Another aspect of the spread, Mahaffey explained, was it got more players involved in the offense “… and it was easier to get more kids to buy into it when you spread it out.”
Changing gears somewhat, Mahaffey was asked about the various coaching stops along the way. He said he started out with stops in Beckville and Kemp, before he came to Grapeland in 1981.
After two years with the Sandies, he moved to Bridge City where he spent eight years as an assistant coach.
“At that point, it was like 12 or 13 years that I had been an assistant. I felt like it was time to get a head coaching job and that’s when I went to Bartlett,” Mahaffey said.
After a season in Bartlett, he moved to Kaufman where he spent three years. From there, Mahaffey went to Wimberley for five years. After Wimberley, he went to Rusk for nine years followed by a stint in Hamshire-Fannett as an assistant football coach and the head baseball coach.
“My daughter graduated from Rusk and my son graduated from Hamshire-Fannett. When we finished down there, we knew it was time to come back up here,” he said.
Mahaffey spent a year at The Brook Hill School outside of Tyler and then returned to Grapeland for the last five years of his coaching career.
“I spent nine years in Rusk, eight years in Bridge City, and seven years (combined) in Grapeland. This has been fun. It really has been a highlight. The state championship was great but there’s three places I really enjoyed coaching out of all of the places I’ve been. I really enjoyed my year at Bartlett because of the kids and the accomplishments. I really enjoyed my time in Bridge City as an assistant. There are a lot of good folks and we met some really good friends down there but other than that, the first time and the second time I’ve been here, I’ve really enjoyed my time in Grapeland,” he said.
Another thing Mahaffey said he will miss is the opportunity to get to know his players.
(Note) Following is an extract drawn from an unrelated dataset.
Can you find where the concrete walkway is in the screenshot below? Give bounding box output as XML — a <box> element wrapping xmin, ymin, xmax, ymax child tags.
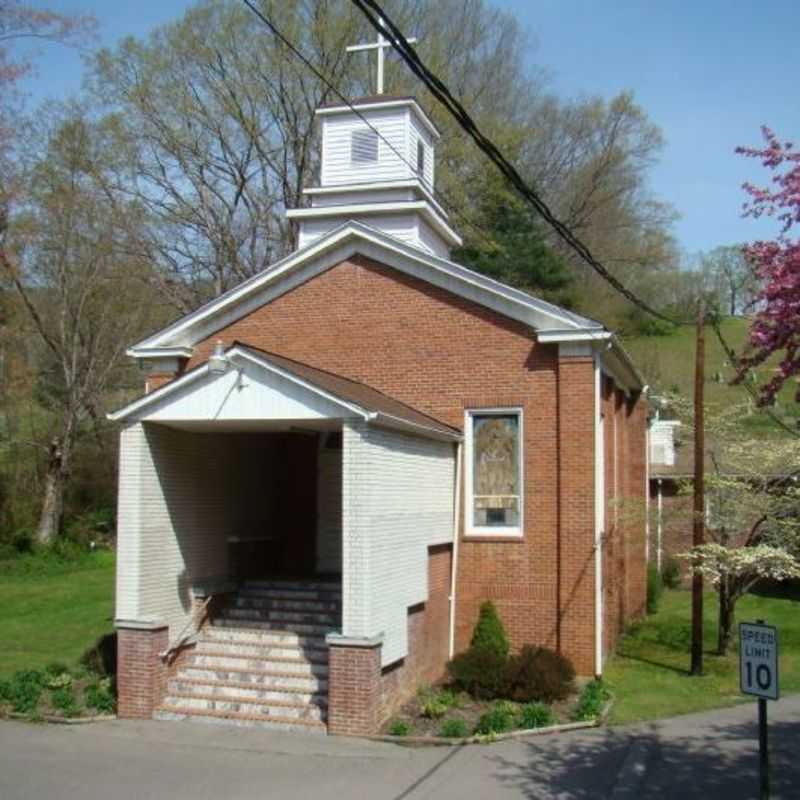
<box><xmin>1</xmin><ymin>695</ymin><xmax>798</xmax><ymax>799</ymax></box>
Over the years, he said he has kept in contact with several of his former players and enjoys running into quite a few of his former players from his time in Grapeland.
As to what sports he has coached over his 42 years, Mahaffey has run the gamut.
“Obviously, I’ve coached football. I’ve coached basketball. I’ve coached baseball and golf. I’ve coached track and softball but I don’t think I ever coached tennis or cross-country. Other than that, I’ve pretty much coached it all as both an assistant and as a head coach,” he said.
The one sport he never coached was soccer.
“The only place I was ever at that had it was at Hamshire-Fannett. That was one sport I looked at and said, ‘Ooo, I ain’t doing that!’” he laughed.
A multi-sport athlete at Colmesneil High School, Mahaffey said, “I just love sports. I played baseball from the time I was six-years-old until a couple of years after college. I got a chance to play some semi-pro ball. Sports has always been a part of what I do and something I always wanted to be involved with.”
Before the conversation concluded, Mahaffey was asked what he thought his coaching legacy would be.
“I don’t know,” he replied. “I haven’t spent much time thinking about what my legacy might be. I hope I would be looked on as a coach who tried to do things the right way. A coach who had good relationships with players, set a good example and was a positive influence on their lives and what they were trying to accomplish. I would hope that would be a part of the legacy that I leave. Wins and losses – that’s not the big thing. The big thing is if I had an impact on the lives of people.”
As to his retirement plans, Mahaffey said he plans to stay in the Grapeland area, play with the grandkids, fish, play golf and “… at some point mix in some travel to go see some things we haven’t seen. I’ve always wanted to go and do some things in the fall, but I’ve been busy for 42 years.”